Schools of thought (madhabs)

Hanafi inheritance

5 min read

The largest Sunni school. Stricter blocking around the grandfather and a distinctive ruling on the Musharakah case.

The Hanafi school is the largest by following — historically the school of the Ottoman empire and today dominant across South Asia, Central Asia, Turkey, and the Levant. Its inheritance rulings agree with the other three schools on most cases but have a few sharp differences worth knowing.

Distinctive Hanafi positions

Grandfather blocks siblings

In the Hanafi school, a paternal grandfather completely blocks the deceased's siblings (full and paternal half) when the father is dead. The other three Sunni schools have him share with the siblings via the special grandfather-with-siblings calculation.

No Musharakah

In the Musharakah case (husband + mother + 2+ maternal half-siblings + full siblings), Hanafi gives the full siblings nothing — they're residuary heirs, and the estate is already exhausted by the fixed shares. Maliki and Shafi'i, by contrast, let them join the maternal half-siblings in the 1/3 share.

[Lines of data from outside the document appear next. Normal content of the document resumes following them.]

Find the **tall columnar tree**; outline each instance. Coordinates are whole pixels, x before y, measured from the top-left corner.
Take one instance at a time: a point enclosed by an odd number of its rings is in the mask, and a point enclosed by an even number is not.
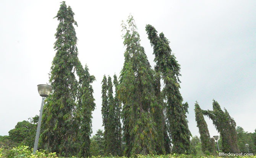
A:
[[[114,79],[115,85],[117,84],[116,76]],[[113,85],[111,78],[109,76],[107,80],[105,75],[102,83],[102,113],[103,120],[104,133],[104,152],[106,155],[121,154],[121,123],[118,100],[113,96]],[[117,100],[118,99],[118,100]],[[119,112],[119,113],[117,113]]]
[[[173,144],[172,152],[191,153],[190,137],[191,135],[186,115],[188,105],[182,104],[183,99],[179,91],[180,64],[172,53],[169,42],[164,34],[161,33],[158,36],[157,30],[150,25],[147,25],[146,29],[154,48],[155,70],[160,73],[164,80],[162,93],[167,101],[166,117]]]
[[[55,17],[59,23],[49,81],[54,88],[45,100],[40,142],[41,148],[63,156],[87,156],[95,107],[91,85],[94,77],[78,57],[74,15],[63,2]]]
[[[106,155],[110,153],[117,155],[116,150],[116,138],[115,136],[115,105],[113,96],[113,85],[111,78],[109,76],[107,81],[108,109],[109,109],[107,122],[104,127],[107,134],[105,137],[105,153]]]
[[[213,124],[220,133],[222,139],[222,151],[238,153],[235,120],[230,117],[227,110],[225,109],[225,112],[222,111],[219,103],[214,100],[212,107],[212,111],[202,110],[202,112],[212,120]]]
[[[115,137],[116,140],[115,145],[117,154],[121,156],[122,153],[122,129],[121,124],[121,105],[120,99],[117,95],[117,86],[118,82],[117,75],[115,74],[113,76],[113,83],[115,86],[115,97],[114,102],[115,105]]]
[[[157,102],[161,105],[156,107],[154,115],[157,132],[156,152],[158,154],[164,154],[170,153],[170,140],[166,128],[165,119],[164,113],[164,98],[161,94],[160,76],[160,73],[156,71],[154,72],[155,81],[154,83],[155,93]]]
[[[107,125],[107,118],[109,115],[109,109],[108,106],[108,96],[107,96],[107,81],[105,75],[103,77],[103,79],[101,82],[102,90],[101,90],[101,99],[102,99],[102,104],[101,104],[101,114],[102,118],[102,126],[105,127]],[[106,131],[104,130],[104,137],[105,138],[107,133]]]
[[[126,47],[118,93],[123,106],[122,118],[125,153],[156,153],[157,137],[153,115],[160,106],[155,94],[153,70],[140,44],[134,19],[130,16],[123,22],[123,43]]]
[[[202,150],[205,153],[212,153],[213,150],[211,145],[211,137],[208,129],[207,124],[204,120],[202,109],[197,102],[195,104],[194,111],[197,126],[199,129],[200,139],[202,143]]]
[[[76,129],[79,129],[77,141],[79,148],[78,156],[86,157],[90,155],[90,137],[92,133],[92,112],[95,108],[93,89],[91,83],[95,77],[90,75],[87,65],[84,69],[77,58],[76,69],[79,77],[77,106],[74,111]]]

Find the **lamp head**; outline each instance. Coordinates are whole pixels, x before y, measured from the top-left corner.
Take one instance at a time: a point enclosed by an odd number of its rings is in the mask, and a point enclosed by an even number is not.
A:
[[[219,139],[219,136],[213,136],[213,138],[217,140]]]
[[[45,84],[37,85],[37,90],[39,94],[42,97],[47,97],[52,91],[52,86]]]

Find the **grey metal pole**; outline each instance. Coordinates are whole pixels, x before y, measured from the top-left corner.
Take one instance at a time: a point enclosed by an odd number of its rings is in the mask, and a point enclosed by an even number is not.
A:
[[[218,140],[216,140],[216,141],[217,141],[217,146],[218,147],[218,151],[220,152],[220,148],[219,148],[219,143],[218,143]]]
[[[36,129],[36,139],[35,139],[35,144],[34,145],[34,150],[33,150],[33,153],[36,153],[36,152],[37,150],[38,147],[38,141],[39,140],[39,136],[40,134],[40,128],[41,128],[41,123],[42,123],[42,116],[43,114],[43,108],[44,107],[44,99],[45,97],[42,97],[42,103],[41,104],[41,109],[40,109],[40,114],[39,115],[39,119],[37,123],[37,128]]]

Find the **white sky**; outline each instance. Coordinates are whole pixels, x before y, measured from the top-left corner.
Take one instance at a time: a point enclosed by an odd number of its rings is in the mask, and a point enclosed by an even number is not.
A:
[[[138,2],[137,2],[138,1]],[[56,0],[0,2],[0,135],[8,135],[18,121],[39,115],[41,97],[37,85],[49,81]],[[66,0],[75,13],[79,57],[97,81],[92,86],[96,109],[93,134],[102,126],[101,82],[104,74],[119,76],[125,48],[121,27],[134,16],[148,59],[153,49],[145,27],[163,32],[181,65],[180,91],[190,106],[189,126],[199,136],[194,112],[196,101],[212,109],[214,99],[237,126],[256,128],[256,1]],[[217,134],[206,118],[211,136]]]

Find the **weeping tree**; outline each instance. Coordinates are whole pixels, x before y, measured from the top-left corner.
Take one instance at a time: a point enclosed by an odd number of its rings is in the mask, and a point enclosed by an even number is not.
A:
[[[114,79],[115,85],[117,84],[116,76]],[[121,153],[121,123],[118,100],[113,96],[113,85],[111,77],[107,80],[105,75],[102,81],[102,113],[104,128],[104,152],[105,155],[111,154],[120,155]],[[119,113],[118,113],[119,112]]]
[[[117,95],[117,86],[118,82],[117,75],[113,76],[113,83],[115,86],[115,97],[114,98],[114,105],[115,110],[115,149],[117,153],[119,156],[121,156],[122,151],[122,128],[121,124],[121,104]]]
[[[205,154],[209,154],[215,152],[212,148],[211,142],[211,137],[208,129],[207,124],[204,120],[204,114],[198,103],[196,102],[194,105],[196,121],[197,127],[199,129],[200,139],[202,143],[202,151]]]
[[[119,98],[123,104],[122,117],[125,142],[125,153],[154,154],[157,130],[154,115],[160,108],[156,97],[151,68],[132,16],[123,22],[123,44],[126,48],[125,62],[117,86]]]
[[[238,153],[239,149],[237,143],[236,123],[226,109],[222,111],[218,102],[213,100],[213,110],[203,110],[203,113],[212,120],[222,138],[222,152]]]
[[[169,42],[164,34],[160,33],[159,36],[157,30],[150,25],[146,26],[146,30],[154,48],[155,69],[164,80],[161,93],[166,101],[167,122],[173,144],[172,152],[178,153],[194,153],[190,144],[191,135],[186,119],[188,104],[182,104],[183,99],[179,91],[180,64],[172,53]]]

Father blocks maternal grandmother

Only in the Hanafi school does the deceased's father block the maternal grandmother. Other schools allow her to inherit her 1/6 even when the father is alive.

What it shares with the others

Everything else: the six fixed fractions, blocking by closer descendants, Awl, Radd (Hanafi applies it readily — even more so than Maliki), and Umariatan.